I'm Ready for My Gravy, Mr. DeMille.

This morning three of the girls woke early to make biscuits and gravy for breakfast. Then they came back to the dorm to get dressed and ready for the day. A few minutes later, one of the other girls came in and said the gravy was gone. The boys had eaten it.

This is not a discussion of gender. No one assigned those girls the task to cook breakfast. And no one intended to serve the boys first. The girls asked if they could make biscuits and gravy, because they wanted to eat it.

I was still sitting in my bed when this unfolded. When I walked out, the boys were sitting around the table, full plates in front of them, enjoying their breakfast. The girls stomped around a bit. A couple of other kids, who also missed the gravy part of the program, dug out the cheerios. One of the dads offered up fresh bagels he had picked up earlier this morning (don't ask me when; I was not awake yet). But I don't think anything helped the girls feel better. And the boys, if they felt bad, did not show it on their faces.

What I noticed was that we adults wanted to fix it, make it right, restore the balance. I heard someone say to one of the kids who had missed out, "Don't worry. Once we are up on that roof, you'll be glad you didn't eat a heavy breakfast." Our leader, who has been on many, many of these trips with kids, mentioned that she would be having a conversation about it later on. As for me, well, once I saw the boys had finished, I suggested they go in and load everything breakfast dishes. I like to even the scales.

After they left, I set to work cleaning the rest of the mess: pans from cooking sausage and making the gravy, bowls in which they had mixed the white sauce, baking sheets, mixing spoons, and a greasy stovetop. There was a bowl full of extra biscuits, thirteen of them, which are now stuffed with ham and cheese and egg and wrapped in foil in the fridge. While I put them together, I contemplated when to serve them, and how to divy them up fairly.
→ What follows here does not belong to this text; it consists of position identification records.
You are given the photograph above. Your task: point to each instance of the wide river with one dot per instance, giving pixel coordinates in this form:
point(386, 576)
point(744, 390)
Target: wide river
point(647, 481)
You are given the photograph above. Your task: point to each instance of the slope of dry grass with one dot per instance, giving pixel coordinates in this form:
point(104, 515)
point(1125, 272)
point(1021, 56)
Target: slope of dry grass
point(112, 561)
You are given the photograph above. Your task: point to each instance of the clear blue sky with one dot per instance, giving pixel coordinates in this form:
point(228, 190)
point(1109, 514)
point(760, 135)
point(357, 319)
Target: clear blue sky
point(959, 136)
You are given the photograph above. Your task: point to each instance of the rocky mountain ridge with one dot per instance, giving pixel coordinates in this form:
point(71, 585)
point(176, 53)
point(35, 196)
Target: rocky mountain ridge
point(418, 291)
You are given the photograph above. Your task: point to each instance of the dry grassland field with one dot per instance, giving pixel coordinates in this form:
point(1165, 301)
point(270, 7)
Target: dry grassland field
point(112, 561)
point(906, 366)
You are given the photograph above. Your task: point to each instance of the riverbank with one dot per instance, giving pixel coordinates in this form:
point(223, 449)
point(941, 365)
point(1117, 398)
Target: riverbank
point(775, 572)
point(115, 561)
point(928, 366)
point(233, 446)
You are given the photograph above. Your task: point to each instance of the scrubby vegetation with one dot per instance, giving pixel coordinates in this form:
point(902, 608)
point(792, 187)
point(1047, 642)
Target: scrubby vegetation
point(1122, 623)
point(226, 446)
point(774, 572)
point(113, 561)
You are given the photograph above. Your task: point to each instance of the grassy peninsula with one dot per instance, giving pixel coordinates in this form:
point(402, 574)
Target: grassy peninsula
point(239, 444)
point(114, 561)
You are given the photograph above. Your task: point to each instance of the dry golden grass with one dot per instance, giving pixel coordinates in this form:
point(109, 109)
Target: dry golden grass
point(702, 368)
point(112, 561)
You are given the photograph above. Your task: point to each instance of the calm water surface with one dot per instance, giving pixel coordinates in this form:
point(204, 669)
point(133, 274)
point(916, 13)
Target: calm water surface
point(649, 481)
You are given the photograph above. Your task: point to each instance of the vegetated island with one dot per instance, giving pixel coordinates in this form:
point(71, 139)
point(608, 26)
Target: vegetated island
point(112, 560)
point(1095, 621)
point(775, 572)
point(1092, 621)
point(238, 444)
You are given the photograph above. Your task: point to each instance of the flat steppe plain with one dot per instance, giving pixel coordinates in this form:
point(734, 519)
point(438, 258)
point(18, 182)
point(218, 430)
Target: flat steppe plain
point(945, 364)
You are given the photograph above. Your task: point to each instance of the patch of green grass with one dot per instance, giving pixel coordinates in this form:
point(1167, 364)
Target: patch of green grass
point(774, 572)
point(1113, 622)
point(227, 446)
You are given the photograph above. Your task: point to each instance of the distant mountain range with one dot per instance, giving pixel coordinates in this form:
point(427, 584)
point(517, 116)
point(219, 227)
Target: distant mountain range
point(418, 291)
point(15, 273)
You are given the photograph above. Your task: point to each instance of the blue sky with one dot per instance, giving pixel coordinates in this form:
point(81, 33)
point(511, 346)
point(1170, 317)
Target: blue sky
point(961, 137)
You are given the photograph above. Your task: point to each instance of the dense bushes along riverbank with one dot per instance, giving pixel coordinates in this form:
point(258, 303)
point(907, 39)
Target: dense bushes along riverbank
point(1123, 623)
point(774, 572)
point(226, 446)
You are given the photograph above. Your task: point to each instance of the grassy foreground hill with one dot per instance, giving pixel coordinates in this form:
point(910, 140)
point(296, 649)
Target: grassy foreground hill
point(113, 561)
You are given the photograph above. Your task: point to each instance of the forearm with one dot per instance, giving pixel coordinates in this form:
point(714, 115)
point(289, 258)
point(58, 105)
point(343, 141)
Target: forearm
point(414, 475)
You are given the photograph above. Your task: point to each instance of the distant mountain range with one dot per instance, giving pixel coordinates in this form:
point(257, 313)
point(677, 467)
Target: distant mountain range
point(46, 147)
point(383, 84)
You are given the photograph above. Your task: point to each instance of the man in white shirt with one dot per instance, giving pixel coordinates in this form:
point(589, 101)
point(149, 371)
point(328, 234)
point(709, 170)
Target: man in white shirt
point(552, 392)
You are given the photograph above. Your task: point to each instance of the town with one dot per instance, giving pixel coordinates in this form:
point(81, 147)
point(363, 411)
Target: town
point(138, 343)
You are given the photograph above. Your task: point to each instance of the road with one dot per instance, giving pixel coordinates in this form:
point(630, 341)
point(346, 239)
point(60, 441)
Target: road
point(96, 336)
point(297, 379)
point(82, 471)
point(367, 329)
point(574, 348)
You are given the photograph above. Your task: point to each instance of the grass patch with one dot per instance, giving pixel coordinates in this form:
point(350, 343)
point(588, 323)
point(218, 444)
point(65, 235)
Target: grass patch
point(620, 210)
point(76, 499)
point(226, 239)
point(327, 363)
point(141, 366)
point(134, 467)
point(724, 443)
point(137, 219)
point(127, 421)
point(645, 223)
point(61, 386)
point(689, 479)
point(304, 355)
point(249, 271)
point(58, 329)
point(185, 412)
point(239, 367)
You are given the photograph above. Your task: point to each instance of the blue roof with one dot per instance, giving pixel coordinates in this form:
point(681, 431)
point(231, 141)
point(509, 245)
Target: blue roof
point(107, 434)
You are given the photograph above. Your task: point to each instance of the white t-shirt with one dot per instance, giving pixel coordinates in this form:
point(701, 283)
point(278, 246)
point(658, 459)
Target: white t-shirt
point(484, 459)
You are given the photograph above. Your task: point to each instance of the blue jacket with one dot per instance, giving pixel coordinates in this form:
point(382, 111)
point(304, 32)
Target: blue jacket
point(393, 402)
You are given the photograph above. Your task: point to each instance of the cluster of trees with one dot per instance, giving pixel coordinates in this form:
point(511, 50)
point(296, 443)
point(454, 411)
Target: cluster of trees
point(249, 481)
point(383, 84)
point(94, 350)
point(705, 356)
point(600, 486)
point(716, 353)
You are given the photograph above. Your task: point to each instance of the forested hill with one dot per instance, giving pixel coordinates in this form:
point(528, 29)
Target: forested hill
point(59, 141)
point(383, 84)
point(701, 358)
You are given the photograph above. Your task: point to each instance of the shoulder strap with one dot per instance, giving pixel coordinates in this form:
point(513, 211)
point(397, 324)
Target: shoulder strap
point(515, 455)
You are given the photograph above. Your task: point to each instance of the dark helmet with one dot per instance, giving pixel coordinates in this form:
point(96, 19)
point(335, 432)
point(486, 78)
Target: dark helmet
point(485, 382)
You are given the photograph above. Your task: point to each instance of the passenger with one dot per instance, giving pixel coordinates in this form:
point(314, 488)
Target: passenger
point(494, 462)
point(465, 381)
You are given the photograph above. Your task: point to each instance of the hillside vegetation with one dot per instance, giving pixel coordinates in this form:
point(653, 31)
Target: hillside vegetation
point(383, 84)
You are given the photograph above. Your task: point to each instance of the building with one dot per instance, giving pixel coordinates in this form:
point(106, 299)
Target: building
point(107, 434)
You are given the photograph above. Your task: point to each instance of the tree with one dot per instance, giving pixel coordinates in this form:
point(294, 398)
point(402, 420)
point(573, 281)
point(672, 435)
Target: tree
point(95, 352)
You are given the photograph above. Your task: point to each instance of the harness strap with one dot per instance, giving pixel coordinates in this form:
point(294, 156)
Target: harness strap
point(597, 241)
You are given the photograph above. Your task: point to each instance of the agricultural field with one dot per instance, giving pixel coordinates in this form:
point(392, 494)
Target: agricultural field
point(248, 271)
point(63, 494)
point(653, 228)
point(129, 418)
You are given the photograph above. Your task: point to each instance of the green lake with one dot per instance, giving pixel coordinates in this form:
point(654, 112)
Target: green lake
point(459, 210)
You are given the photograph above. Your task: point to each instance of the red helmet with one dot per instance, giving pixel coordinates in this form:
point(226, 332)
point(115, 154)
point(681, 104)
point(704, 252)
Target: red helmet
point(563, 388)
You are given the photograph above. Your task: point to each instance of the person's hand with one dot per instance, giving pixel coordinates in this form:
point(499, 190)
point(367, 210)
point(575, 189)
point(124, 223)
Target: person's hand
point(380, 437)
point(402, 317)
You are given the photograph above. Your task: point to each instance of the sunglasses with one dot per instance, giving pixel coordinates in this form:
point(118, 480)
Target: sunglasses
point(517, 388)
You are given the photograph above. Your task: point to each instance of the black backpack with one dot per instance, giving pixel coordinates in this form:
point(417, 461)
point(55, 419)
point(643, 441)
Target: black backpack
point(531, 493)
I think at the heart of this is a conversation about work, and about being rewarded. Those girls got up early, cooked breakfast and went off to get ready for work, thinking that they would be sitting down to a tasty, decadent breakfast. And those boys did nothing to earn the right to eat their fill. And I can relate. Yesterday, one of the kids whom I have know for many years, asked me about my book, and when I told her, she said, how long have you been working on that?

5 years.

I am ready for my biscuits and gravy.

I tell myself these words, that I once taped these words from the Tal Te Ching to the wall inside the closet of a house I have long since left behind:

Do your work, then step back. The only path to serenity.